あの夏よりも、遠いところへ

でも、そこまでしても、雪ちゃんはなにも言わないんだ。ずるいよ。


「……言ってよ」

「朝日ちゃん……」

「陽斗のことが好きだって、言ってよ。陽斗に謝ってよ。わたしにも、謝ってよ!」


なにがこんなに腹立たしいのか、正直、分からない。大好きで自慢の姉が尻軽だったから? ずっと好きだった男を、雪ちゃんはこんなにも簡単に裏切ったから?

分からない。分からないけど、腹が立つ。

それでもお父さんとお母さんの態度も気に入らないんだから、もう、わけが分からないよ。


「……ごめん。

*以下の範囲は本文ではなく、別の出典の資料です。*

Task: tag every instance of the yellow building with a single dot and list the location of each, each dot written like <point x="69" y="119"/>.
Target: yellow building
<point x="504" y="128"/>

ちょっと、頭冷やしてくる」


どうしてわたしは怒ることしかできないんだろう。

リビングでは、お父さんとお母さんが相変わらず不機嫌そうに顔を歪ませていて、苛々が募った。


「ねえ、そういうの、やめなよ」


思わず口をついて出ていた。なにも言わずにはいられなかった。


「雪ちゃんだって人間だよ。一度朝帰りしたくらいで、そんなに怒らなくていいじゃん。もう大学生なんだしさ」

「朝日?」

「お父さんとお母さんがそんなだから、雪ちゃんはなにも言わないんだ」


言えないよ。良い子でいなくちゃいけない家庭で、言い訳すら聞いてもらえない環境で、なにか言えるわけがないじゃん。